Время понеслось, завертелось и, кажется, не собирается замедлять свой бег. С конца XIX века возникла ситуация, предсказанная Льюисом Кэроллом в «Алисе в зазеркалье». Кзролла, правда, цитируют беспрерывно – в доказательство того, как он все хорошо предвидел. Но ведь предвидел же, что поделаешь; и сейчас мне тоже трудно удержаться от очередного цитирования: слишком похоже мы живем.
«Алиса и королева бросились бежать… Самое удивительное было то, что деревья не бежали, как следовало ожидать, им навстречу.

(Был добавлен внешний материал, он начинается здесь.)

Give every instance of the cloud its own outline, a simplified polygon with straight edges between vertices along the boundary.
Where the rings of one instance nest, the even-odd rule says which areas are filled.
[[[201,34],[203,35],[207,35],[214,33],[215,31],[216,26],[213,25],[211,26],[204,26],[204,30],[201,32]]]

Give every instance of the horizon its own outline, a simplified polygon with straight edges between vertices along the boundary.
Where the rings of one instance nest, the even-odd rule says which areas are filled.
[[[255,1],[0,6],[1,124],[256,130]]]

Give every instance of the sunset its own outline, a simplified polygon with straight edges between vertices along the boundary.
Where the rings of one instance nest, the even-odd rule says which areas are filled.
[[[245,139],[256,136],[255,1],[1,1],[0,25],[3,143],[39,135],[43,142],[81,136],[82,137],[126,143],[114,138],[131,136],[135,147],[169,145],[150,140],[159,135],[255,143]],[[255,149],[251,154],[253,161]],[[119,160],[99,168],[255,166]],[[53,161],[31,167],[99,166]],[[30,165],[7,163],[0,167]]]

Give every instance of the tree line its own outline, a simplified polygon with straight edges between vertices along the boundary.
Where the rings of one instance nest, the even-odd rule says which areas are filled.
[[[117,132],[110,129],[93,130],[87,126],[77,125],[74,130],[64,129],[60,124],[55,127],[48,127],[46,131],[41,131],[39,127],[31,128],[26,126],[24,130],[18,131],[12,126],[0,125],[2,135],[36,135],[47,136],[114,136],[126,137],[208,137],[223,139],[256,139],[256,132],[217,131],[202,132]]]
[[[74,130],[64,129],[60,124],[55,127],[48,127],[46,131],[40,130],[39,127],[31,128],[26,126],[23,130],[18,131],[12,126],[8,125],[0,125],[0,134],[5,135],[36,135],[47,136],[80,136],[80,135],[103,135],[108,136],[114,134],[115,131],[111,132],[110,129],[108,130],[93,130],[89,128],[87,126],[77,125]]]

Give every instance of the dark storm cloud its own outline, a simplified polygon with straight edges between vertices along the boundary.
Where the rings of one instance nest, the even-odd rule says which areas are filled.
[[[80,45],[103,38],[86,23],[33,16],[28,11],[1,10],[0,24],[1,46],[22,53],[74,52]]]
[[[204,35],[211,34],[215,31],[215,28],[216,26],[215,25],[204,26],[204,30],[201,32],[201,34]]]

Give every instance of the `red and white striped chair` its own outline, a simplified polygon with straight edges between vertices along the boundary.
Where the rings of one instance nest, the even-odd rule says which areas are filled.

– Что это? – спросила Алиса. – Мы так и остались под этим деревом. Неужели мы не стронулись с места ни на шаг?
– Ну конечно, – ответила королева. – А ты чего хотела?
– У нас, – сказала Алиса, с трудом переводя дух, – когда долго бежишь со всех ног, непременно попадешь в другое место.
– Какая отсталая страна! – сказала королева. – Ну а здесь, знаешь ли, приходится бежать со всех ног, чтобы только остаться на том же месте. А если хочешь попасть в другое место, тогда нужно, по крайней мере, бежать вдвое быстрее.
– Ах нет, я никуда не хочу попасть, – сказала Алиса. – Мне и здесь хорошо».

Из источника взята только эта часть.